CEQA to the back burner?
It’s true that it’s been only a few weeks since Steinberg released the details of his CEQA proposal, which he says is aimed at finding “that elusive middle ground” between the interests of business, environmental, and labor groups. (Click here for our summary of the bill.)
In its current form, Steinberg’s bill has already earned the support of several important business groups, including the California Chamber of Commerce and the California Manufacturers and Technology Association. Environmentalists remain wary of some parts of the proposal (setting thresholds for environmental impacts like traffic and noise, in particular). Organized labor’s views remain mostly unknown.

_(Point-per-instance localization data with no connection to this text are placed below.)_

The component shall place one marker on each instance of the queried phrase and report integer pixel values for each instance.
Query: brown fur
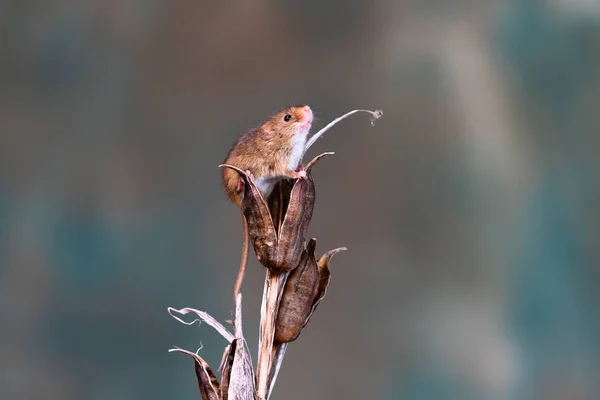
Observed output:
(264, 151)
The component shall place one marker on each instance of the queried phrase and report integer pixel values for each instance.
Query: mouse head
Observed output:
(290, 122)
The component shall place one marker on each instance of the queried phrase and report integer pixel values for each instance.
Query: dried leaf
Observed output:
(207, 381)
(298, 297)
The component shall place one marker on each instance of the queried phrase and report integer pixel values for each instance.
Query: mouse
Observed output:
(270, 152)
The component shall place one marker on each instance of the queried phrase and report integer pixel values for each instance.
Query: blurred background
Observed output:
(470, 210)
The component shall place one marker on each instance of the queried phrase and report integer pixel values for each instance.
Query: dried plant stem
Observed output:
(374, 114)
(274, 284)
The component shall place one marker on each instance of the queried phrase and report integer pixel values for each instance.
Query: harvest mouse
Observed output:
(271, 152)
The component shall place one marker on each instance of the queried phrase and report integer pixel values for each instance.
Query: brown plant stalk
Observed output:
(295, 283)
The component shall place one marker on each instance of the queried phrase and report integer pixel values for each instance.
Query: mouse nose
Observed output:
(307, 112)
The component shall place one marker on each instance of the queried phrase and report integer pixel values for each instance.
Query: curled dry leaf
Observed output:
(207, 381)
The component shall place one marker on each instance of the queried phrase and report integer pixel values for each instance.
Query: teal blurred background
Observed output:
(470, 210)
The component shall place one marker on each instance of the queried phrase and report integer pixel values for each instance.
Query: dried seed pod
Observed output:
(277, 229)
(298, 297)
(304, 289)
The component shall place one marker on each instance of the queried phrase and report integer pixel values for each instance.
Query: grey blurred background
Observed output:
(470, 210)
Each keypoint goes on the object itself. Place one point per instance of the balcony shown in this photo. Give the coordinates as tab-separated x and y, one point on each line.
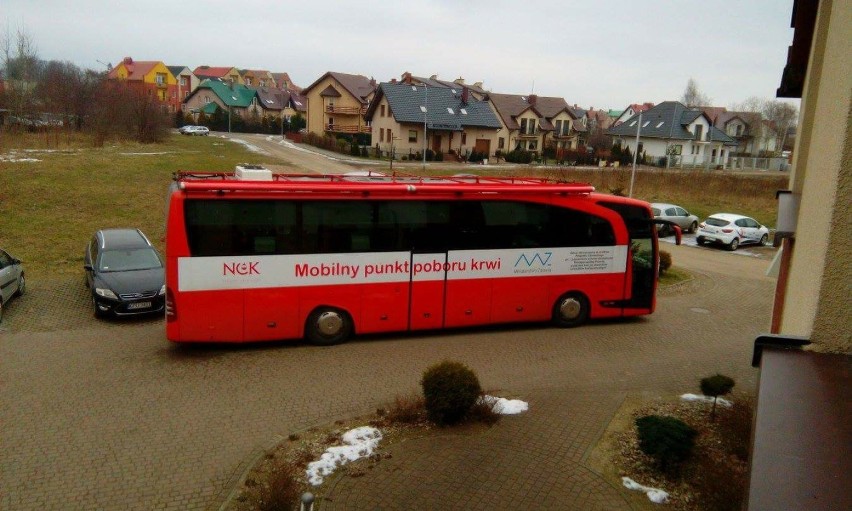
346	110
347	128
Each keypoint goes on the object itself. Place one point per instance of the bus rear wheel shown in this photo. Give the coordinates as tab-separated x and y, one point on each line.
327	326
572	309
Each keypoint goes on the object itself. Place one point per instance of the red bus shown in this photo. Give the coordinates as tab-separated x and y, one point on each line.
263	256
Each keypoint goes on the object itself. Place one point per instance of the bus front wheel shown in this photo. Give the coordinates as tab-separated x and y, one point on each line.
570	310
327	326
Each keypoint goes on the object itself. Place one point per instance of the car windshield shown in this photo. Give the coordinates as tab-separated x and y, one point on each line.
129	260
718	222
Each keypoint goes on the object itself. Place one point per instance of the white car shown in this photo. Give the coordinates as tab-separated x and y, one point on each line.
731	230
194	130
686	221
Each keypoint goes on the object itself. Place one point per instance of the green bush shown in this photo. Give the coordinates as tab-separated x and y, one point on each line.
450	390
665	261
666	439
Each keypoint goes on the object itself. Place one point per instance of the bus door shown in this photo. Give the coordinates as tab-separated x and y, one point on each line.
428	290
642	266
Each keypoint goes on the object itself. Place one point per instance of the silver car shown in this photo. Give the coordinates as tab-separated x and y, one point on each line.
676	214
12	282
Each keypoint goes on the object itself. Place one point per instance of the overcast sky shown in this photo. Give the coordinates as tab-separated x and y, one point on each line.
596	53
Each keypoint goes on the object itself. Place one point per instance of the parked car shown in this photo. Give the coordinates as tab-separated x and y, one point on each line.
731	230
194	130
12	282
125	273
686	221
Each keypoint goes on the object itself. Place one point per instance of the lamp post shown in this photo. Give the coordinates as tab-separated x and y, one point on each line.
425	110
635	153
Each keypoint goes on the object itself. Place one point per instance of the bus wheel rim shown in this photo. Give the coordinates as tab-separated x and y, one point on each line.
570	308
330	323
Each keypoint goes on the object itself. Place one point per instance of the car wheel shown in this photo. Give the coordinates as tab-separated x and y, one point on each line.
572	309
22	286
327	326
734	244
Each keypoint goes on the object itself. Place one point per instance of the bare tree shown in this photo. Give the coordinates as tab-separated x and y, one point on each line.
692	95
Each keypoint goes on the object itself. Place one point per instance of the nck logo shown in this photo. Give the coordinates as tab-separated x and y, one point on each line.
240	268
542	258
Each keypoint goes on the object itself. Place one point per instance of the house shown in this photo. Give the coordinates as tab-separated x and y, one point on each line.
212	95
631	110
283	82
186	82
150	76
409	118
801	434
337	102
671	129
257	78
532	122
754	135
221	73
474	89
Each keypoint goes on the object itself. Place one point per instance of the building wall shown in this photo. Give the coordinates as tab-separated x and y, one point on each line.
317	117
816	303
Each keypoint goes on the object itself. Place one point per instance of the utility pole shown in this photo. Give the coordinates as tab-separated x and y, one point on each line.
635	154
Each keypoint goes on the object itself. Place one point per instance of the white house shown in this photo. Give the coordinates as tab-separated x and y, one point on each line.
671	129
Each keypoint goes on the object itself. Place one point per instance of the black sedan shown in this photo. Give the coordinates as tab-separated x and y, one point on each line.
125	273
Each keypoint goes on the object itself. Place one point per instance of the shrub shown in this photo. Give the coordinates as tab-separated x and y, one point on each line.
666	439
716	386
450	390
665	261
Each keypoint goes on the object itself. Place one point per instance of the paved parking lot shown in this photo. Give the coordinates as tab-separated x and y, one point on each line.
110	415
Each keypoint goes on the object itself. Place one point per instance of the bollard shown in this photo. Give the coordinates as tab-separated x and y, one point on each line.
307	501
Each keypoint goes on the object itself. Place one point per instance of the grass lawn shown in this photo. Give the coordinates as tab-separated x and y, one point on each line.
49	209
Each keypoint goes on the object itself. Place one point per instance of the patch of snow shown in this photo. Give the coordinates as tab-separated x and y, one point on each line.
655	495
13	159
359	443
707	399
505	406
146	154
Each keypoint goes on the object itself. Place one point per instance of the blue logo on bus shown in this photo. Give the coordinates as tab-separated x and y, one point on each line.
539	258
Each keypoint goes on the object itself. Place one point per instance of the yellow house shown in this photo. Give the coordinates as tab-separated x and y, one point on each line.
149	75
337	103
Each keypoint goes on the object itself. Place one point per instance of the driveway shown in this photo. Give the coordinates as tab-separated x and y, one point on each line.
110	415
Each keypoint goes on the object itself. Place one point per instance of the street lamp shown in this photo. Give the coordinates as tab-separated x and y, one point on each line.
425	109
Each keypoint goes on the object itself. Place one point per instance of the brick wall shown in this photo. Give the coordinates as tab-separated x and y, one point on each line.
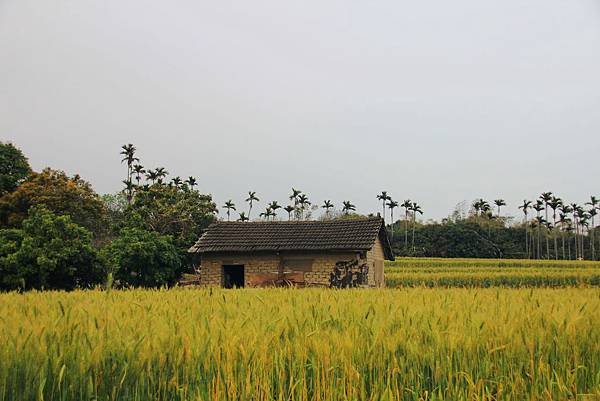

Gov. Brown himself has acknowledged CEQA reform is so difficult, “it’s not something you get done in a year”—even, presumably, when the political stars are aligned and lawmakers can focus on the issue. (The governor’s office has since walked back some of those comments).
With the debate about the state’s fiscal situation escalating this week, it’s likely that the budget—and not CEQA—will become Steinberg’s top priority. The Legislature has a deadline of June 15 to negotiate its way through $96 billion worth of budgetary details. It’s only natural to believe that will be a distraction—and that for the time being, CEQA will remain on the back burner.
Regions push for change
The vagaries of the budget cycle certainly haven’t dampened the push for CEQA reform outside the capital. As the California Economic Summit continues its series of sixteen regional forums across the state on creating jobs in California—an effort that will culminate in the second-annual Summit this November in Los Angeles—updating CEQA continues to emerge as a top priority.
In forums from the San Joaquin Valley and Sierras to the Bay Area and Orange County, regional leaders from the fields of business, education, labor, and the nonprofit sector alike believe abuses of the law are standing in the way of sustainable development in the state.
At a recent forum in San Francisco, a group of economic development experts agreed that without making changes to CEQA, regions like the Bay Area simply cannot address one of their most pressing needs: Rebuilding the state’s crumbling infrastructure.
A recent study concluded that after years of neglect, California is currently facing a $765 infrastructure “deficit” over the next 10 years. To meet the needs of a growing population, the state must find a way to make investments in everything from public transit to crumbing school buildings.
“I would say CEQA is part of our state infrastructure deficit,” said Steve Heminger, executive director of the Metropolitan Transportation Commission, the Bay Area’s regional transportation planning and finance agency.
“The single free-est thing”
“When you talk to elected officials in Sacramento about infrastructure spending, you can see their eyes glaze over. But this isn’t just about goods movement or connecting workers with their jobs—it’s about making [expensive coastal regions like] the Bay Area more affordable,” said Gabriel Metcalf, executive director of the San Francisco Planning and Urban Research Association (SPUR), a group that promotes long-term planning and sustainable infill development.
“If we can invest in transportation systems and transit, and we can get people down from two cars to one, we’ll allow a lot more people to live here. We’ll all benefit from that.”
With the state once again facing an uncertain fiscal forecast, finding a way to pay for these investments remains elusive. Metcalf, for one, believes CEQA reform offers a solution: “Updating CEQA is probably the single free-est thing we could do as a state to take on our land-use challenges.”
Budget negotiations in Sacramento may move CEQA from the top of the agenda for the time being, but reformers across the state seem determined not to let it stay there for long.